Neves Estrela: conheço-a do Flickr, onde admiro há muito as suas paisagens domésticas. Recentemente teve a boa ideia de editar algumas delas em postal e já sou uma cliente satisfeita.
See more of my Made in Portugal list at ThisNext.
04 de julho, 2007

Este Capuchinho Vermelho está a revelar-se um verdadeiro globetrotter: partiu para Portugal (do Minho à Madeira), Espanha, França, Inglaterra, Alemanha, Holanda, Brasil, Estados Unidos e Austrália em pouco mais de uma semana. Já foi visitar a Débora e a Gisela, já anda por aqui e já mereceu uma review no Poppytalk.
03 de julho, 2007


Passei Domingo e Segunda a recear pela nossa árvore. A nossa árvore não é nossa mas é a árvore que nos faz companhia e se vê das nossas janelas.
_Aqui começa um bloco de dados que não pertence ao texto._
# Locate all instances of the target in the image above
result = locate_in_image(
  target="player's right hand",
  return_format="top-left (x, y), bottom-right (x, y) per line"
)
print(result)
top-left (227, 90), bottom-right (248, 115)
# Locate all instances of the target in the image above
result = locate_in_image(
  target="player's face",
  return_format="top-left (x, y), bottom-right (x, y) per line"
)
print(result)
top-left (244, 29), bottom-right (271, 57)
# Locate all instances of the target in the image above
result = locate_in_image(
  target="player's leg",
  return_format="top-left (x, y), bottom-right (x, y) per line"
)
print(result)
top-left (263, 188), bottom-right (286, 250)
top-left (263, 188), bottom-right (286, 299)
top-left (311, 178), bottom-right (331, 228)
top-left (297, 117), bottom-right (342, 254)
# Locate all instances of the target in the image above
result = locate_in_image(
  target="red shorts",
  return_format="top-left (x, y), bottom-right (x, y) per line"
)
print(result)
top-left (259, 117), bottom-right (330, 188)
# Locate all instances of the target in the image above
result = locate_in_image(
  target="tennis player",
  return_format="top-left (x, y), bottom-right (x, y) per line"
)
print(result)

É a nossa cortina e o nosso cenário. É frondosa e exótica, tem folha caduca e flores cor de rosa e mora no pátio de uma instituição vizinha. No Domingo vi chegar um grupo de homens armados de serras, cordas e escadote. Praguejavam à portuguesa e trabalharam sem respeito ou método. Deceparam as companheiras da nossa árvore e a esta partiram bruscamente muitos ramos, mas deixaram-na viva. Suponho que houvesse razão para o que fizeram, não sei. Serraram, praguejaram e violaram todas as regras de segurança no trabalho durante um dia e meio, e eu a chorar a árvore como se ela fosse gente.
Corte bom foi o outro.
02 de julho, 2007

A julgar pelos posts em vários blogs (este, o da Ana, o da Vera e tantos outros) e pela quantidade de fotografias no Flickr (aqui está reunida uma pequena amostra), o toldo concebido pela arquitecta Teresa Nunes da Ponte para o Jardim da Gulbenkian é mesmo um sucesso. A mim fez-me gostar ainda mais de tecidos africanos e, apesar da complexidade de cada padrão, de os ver justapostos. Daí aos novos slings, foi um pulo
01 de julho, 2007

A coroa da E. continua a ser um dos adereços preferidos, tanto por ela como pelos amigos que cá vêm brincar. Fizemos uma nova, para o V. (mais uma festa de anos), desta vez em ouro e pedras preciosas.